We selected 50 documents (online news articles, with 579 paragraphs in total) from the 130 English documents included in the WMT2020 news test (http://www.statmt.org/wmt20/) with the aim to preserve diversity (style, genre etc.) of the selection. In addition to the official Czech reference translation provided by the WMT organizers (P1), we hired two additional translators (P2 and P3, native Czech speakers) via a professional translation agency, resulting in three independent translations. The main contribution of this dataset are two additional translations (i.e. optimal reference translations N1 and N2), done jointly by two translators-cum-theoreticians with an extreme care for various aspects of translation quality, while taking into account the translations P1-P3. We publish also internal comments (in Czech) for some of the segments.

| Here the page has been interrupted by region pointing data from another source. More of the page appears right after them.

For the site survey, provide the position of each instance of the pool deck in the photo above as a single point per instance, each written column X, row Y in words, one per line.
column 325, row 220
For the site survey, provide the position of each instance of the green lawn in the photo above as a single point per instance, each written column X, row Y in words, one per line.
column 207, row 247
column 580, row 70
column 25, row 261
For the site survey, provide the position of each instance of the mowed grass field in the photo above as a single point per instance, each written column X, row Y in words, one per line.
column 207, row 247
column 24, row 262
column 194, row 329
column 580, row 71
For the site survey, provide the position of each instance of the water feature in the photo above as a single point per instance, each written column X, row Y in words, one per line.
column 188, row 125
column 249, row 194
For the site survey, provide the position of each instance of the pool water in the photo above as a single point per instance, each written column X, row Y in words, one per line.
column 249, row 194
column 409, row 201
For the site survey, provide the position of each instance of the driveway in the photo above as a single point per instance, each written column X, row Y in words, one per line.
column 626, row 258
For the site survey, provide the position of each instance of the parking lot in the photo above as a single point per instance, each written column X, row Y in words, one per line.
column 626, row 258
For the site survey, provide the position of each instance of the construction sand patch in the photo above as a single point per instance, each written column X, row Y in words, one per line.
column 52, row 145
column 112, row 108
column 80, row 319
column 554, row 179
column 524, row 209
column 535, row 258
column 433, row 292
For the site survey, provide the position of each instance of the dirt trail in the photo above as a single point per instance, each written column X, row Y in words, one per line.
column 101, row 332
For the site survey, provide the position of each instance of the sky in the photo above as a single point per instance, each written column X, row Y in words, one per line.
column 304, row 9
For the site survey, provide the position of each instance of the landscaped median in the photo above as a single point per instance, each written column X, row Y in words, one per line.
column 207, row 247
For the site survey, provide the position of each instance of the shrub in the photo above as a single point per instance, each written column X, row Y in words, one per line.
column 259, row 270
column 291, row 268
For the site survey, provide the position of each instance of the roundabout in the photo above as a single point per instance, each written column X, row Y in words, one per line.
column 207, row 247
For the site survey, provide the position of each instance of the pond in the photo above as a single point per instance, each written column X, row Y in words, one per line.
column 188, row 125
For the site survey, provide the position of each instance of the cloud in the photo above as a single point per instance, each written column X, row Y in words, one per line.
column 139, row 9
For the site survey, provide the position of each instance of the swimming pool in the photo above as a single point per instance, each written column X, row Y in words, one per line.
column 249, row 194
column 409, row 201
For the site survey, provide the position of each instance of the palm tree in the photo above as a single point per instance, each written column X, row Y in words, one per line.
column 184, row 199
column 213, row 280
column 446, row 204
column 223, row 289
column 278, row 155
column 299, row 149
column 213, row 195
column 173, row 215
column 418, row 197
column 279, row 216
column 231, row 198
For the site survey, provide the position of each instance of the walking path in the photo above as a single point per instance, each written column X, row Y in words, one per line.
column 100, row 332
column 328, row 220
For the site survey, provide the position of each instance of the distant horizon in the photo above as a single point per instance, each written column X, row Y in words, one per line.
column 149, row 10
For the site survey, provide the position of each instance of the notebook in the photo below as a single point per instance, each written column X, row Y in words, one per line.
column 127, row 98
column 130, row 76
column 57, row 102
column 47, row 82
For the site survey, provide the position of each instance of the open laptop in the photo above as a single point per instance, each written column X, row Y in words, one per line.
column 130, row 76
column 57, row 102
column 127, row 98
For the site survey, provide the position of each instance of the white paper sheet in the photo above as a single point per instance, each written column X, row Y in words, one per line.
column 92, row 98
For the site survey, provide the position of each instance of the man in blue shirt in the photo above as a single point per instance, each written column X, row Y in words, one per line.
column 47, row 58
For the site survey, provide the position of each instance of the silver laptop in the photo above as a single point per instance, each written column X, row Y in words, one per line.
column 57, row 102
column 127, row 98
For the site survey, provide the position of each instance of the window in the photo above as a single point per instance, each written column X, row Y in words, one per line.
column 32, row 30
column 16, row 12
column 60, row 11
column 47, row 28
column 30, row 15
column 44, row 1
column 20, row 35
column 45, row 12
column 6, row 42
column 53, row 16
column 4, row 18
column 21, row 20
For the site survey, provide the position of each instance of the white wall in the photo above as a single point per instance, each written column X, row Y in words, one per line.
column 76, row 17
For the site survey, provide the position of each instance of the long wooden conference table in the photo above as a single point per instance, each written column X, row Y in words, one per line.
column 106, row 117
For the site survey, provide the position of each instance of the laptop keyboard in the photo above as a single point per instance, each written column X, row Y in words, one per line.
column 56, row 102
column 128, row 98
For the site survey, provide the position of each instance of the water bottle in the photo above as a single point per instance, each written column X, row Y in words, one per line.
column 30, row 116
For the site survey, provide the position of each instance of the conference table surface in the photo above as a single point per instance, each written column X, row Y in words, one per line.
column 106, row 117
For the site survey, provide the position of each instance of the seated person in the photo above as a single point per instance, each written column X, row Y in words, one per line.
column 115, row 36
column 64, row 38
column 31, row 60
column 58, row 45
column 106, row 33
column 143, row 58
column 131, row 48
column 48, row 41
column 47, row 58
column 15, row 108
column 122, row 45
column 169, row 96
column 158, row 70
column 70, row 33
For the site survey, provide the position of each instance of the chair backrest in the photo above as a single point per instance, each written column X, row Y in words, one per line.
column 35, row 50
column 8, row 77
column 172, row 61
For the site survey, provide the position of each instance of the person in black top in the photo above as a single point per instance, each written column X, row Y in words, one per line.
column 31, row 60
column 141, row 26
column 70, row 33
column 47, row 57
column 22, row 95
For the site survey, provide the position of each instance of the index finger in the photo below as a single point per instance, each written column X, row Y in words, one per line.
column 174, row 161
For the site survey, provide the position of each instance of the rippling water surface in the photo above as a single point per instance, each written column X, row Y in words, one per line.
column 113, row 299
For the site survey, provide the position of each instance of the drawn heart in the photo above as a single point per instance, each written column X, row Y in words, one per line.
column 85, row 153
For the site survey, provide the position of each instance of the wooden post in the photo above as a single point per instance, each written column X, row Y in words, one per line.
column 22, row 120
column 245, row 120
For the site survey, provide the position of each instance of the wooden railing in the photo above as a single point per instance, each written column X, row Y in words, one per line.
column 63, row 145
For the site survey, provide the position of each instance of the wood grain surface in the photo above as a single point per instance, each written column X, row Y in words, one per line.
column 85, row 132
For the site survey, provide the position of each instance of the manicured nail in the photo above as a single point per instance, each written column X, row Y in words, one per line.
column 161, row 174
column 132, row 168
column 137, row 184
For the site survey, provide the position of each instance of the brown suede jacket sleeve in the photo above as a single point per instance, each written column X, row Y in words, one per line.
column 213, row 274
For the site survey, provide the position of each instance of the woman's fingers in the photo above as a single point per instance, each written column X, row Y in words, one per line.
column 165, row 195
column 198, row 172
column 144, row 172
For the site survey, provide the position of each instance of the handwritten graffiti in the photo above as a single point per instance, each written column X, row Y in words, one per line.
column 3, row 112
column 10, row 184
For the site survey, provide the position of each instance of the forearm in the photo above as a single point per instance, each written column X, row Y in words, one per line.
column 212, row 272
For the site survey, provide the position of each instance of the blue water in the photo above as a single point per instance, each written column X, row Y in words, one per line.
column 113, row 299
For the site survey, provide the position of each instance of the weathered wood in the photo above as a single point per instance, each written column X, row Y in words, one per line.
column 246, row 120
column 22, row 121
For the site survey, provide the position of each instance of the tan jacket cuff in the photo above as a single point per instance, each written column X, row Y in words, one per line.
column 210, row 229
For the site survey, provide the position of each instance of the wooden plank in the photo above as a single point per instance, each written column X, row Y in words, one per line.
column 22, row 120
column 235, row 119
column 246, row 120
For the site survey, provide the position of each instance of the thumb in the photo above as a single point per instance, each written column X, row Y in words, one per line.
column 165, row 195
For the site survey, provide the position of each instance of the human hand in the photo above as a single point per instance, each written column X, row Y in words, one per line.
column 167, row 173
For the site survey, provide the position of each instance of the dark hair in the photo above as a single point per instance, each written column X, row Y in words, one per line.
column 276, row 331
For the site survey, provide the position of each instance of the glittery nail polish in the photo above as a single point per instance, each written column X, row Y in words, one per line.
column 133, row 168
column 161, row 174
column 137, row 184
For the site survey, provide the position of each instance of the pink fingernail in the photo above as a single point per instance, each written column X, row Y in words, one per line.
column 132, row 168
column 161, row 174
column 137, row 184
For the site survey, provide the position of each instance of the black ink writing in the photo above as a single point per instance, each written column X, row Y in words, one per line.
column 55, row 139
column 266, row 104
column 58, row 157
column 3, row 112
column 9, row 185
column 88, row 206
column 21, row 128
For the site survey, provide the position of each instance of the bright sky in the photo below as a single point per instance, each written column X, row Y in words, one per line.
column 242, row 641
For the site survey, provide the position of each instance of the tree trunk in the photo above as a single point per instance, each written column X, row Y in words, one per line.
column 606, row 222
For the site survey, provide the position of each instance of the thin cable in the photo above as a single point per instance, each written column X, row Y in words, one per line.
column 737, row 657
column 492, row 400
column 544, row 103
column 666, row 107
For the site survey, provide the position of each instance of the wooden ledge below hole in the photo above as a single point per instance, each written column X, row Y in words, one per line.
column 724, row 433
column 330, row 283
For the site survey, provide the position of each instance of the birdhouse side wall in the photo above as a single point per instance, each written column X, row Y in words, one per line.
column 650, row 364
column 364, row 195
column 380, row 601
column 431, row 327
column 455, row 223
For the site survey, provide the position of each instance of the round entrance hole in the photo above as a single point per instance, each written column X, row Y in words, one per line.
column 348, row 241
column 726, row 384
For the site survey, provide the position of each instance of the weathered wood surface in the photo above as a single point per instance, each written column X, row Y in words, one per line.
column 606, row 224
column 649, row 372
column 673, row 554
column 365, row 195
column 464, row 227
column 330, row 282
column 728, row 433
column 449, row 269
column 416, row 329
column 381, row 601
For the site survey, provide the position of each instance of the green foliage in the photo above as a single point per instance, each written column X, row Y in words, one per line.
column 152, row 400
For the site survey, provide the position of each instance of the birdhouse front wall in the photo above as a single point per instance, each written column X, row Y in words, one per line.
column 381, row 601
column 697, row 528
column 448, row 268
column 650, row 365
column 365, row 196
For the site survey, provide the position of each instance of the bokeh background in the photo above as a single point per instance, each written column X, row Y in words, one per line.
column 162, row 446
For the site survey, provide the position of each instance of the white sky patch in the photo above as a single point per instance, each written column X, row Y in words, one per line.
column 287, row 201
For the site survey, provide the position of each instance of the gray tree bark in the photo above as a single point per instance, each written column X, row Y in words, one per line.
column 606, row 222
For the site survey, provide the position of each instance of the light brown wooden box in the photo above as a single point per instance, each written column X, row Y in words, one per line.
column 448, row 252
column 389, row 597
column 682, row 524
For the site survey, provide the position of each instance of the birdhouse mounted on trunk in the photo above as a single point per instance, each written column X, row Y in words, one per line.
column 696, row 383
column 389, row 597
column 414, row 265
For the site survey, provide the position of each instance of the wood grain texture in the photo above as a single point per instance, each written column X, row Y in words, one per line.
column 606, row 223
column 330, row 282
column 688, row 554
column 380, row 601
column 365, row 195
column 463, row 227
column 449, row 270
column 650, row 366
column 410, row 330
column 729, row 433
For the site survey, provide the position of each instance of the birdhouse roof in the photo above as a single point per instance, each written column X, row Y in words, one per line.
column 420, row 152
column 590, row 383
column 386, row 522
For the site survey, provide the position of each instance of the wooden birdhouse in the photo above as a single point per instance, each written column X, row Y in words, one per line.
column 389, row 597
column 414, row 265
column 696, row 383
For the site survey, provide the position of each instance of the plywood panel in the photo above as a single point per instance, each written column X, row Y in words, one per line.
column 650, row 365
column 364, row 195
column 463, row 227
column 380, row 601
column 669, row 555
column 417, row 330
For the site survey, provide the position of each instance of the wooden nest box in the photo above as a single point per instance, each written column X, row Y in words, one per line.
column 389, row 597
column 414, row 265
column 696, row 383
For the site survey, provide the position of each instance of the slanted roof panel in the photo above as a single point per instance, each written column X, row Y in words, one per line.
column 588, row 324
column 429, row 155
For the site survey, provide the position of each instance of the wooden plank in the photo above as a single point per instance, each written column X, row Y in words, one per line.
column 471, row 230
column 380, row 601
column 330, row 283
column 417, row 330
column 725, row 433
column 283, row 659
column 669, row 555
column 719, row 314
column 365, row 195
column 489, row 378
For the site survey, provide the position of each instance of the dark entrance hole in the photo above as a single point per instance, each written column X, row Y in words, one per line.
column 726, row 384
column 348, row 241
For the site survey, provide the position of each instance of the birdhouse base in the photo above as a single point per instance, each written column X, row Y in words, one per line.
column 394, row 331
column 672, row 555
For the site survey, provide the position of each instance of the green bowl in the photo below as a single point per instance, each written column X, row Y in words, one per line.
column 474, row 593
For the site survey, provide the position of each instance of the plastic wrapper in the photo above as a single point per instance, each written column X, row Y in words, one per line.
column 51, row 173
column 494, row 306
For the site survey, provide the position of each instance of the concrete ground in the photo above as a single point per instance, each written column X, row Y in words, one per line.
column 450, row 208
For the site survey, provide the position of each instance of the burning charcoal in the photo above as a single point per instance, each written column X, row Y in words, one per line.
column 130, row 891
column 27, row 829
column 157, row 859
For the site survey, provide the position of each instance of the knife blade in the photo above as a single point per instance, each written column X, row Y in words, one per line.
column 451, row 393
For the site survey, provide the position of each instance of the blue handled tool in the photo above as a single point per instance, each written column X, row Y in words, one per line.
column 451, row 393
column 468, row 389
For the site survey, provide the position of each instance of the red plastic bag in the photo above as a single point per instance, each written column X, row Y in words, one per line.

Translation N1 should be closer to the English original (with regards to the meaning and linguistic structure) and female surnames use the Czech feminine suffix (e.g. "Mai" is translated as "Maiová"). Translation N2 is more free, trying to be more creative, idiomatic and entertaining for the readers and following the typical style used in Czech media, while still preserving the rules of functional equivalence. Translation N2 is missing for the segments where it was not deemed necessary to provide two alternative translations. For applications/analyses needing translation of all segments, this should be interpreted as if N2 is the same as N1 for a given segment.
We provide the dataset in two formats: OpenDocument spreadsheet (odt) and plain text (one file for each translation and the English original). Some words were highlighted using different colors during the creation of optimal reference translations; this highlighting and comments are present only in the odt format (some comments refer to row numbers in the odt file). Documents are separated by empty lines and each document starts with a special line containing the document name (e.g. "# upi.205735"), which allows alignment with the original WMT2020 news test. For the segments where N2 translations are missing in the odt format, the respective N1 segments are used instead in the plain-text format.